Collecting data is only half of research. This part of Module 1 is about turning raw numbers into a clear, defensible conclusion, and it is regularly examined alongside research methods.

Types of data

  • Quantitative data are numerical (reaction time in milliseconds, number of words recalled). They are easy to analyse statistically and compare.
  • Qualitative data are descriptive (interview transcripts, open responses). They are rich and detailed but harder to summarise objectively.

Quantitative data are further split into levels of measurement: nominal (categories, such as favourite colour), ordinal (ranked, such as finishing position) and interval or ratio (equal intervals, such as temperature or time). The level you have limits which summary is appropriate.

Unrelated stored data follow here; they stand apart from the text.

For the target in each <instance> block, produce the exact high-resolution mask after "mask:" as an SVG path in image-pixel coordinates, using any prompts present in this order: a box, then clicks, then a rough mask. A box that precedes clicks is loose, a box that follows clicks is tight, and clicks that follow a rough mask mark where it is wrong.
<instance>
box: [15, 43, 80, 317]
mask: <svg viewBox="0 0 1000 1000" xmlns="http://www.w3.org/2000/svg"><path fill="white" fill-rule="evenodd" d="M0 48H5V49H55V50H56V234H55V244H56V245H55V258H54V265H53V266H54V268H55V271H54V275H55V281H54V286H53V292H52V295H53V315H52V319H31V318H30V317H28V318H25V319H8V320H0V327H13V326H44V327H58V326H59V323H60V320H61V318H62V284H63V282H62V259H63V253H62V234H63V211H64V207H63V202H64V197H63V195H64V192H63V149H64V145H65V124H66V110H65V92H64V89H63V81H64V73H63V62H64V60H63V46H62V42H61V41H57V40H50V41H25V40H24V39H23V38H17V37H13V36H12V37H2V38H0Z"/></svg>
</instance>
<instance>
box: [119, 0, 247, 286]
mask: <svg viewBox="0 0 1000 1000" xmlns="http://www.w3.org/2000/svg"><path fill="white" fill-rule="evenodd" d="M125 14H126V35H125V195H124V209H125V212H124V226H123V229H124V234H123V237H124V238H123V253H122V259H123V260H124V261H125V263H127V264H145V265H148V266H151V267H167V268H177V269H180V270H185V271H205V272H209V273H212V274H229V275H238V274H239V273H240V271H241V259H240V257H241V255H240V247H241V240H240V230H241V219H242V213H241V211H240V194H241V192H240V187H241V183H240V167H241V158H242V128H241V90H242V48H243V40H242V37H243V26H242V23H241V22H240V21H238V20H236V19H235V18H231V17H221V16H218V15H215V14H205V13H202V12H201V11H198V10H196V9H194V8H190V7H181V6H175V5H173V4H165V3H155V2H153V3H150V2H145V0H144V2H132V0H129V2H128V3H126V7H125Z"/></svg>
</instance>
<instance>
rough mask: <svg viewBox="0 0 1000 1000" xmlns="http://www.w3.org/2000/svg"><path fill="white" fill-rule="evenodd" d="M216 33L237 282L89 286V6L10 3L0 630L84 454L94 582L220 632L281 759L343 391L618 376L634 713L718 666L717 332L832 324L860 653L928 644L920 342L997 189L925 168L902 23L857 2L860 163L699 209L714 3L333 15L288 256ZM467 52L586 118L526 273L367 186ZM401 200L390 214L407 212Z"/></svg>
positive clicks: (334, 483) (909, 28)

Measures of central tendency

  • Mean: the arithmetic average; uses every score but is distorted by extreme outliers.
  • Median: the middle score when ordered; resistant to outliers, useful for skewed data.
  • Mode: the most frequent score; the only average usable for nominal data.

Measures of spread

The range is the highest score minus the lowest; quick but based on only two values. The standard deviation measures the average distance of scores from the mean: a small standard deviation means scores cluster tightly, a large one means they are widely spread. Reporting spread alongside an average is essential, because two groups can share a mean yet differ greatly in consistency.

Distributions

In a normal distribution, scores form a symmetrical bell curve where the mean, median and mode coincide and most scores fall near the centre. Data can also be skewed: a positive skew has a tail of high scores pulling the mean above the median, while a negative skew has a tail of low scores. Recognising skew tells you that the median may describe the typical score better than the mean.

Graphing data

Choosing the right display matters. A bar graph compares separate categories (nominal or ordinal data). A histogram shows the frequency of a continuous variable with no gaps between bars. A line graph shows change over a continuous scale, such as time. A scatterplot shows the relationship between two variables and is the basis for correlation.

Interpreting correlation

A correlation coefficient (r) summarises the strength and direction of a relationship between two variables, running from minus 1 to plus 1. A value near plus 1 is a strong positive relationship (both rise together), near minus 1 is a strong negative relationship (one rises as the other falls), and near 0 means little or no linear relationship.

Putting it together

When handed data in the exam, first identify the type and level of measurement, then pick the appropriate average and measure of spread, describe the shape of the distribution, and only then interpret what the numbers mean for the hypothesis. For relationships, describe the direction and strength of the correlation and resist any causal claim. This disciplined sequence is exactly what earns full marks on data-handling questions.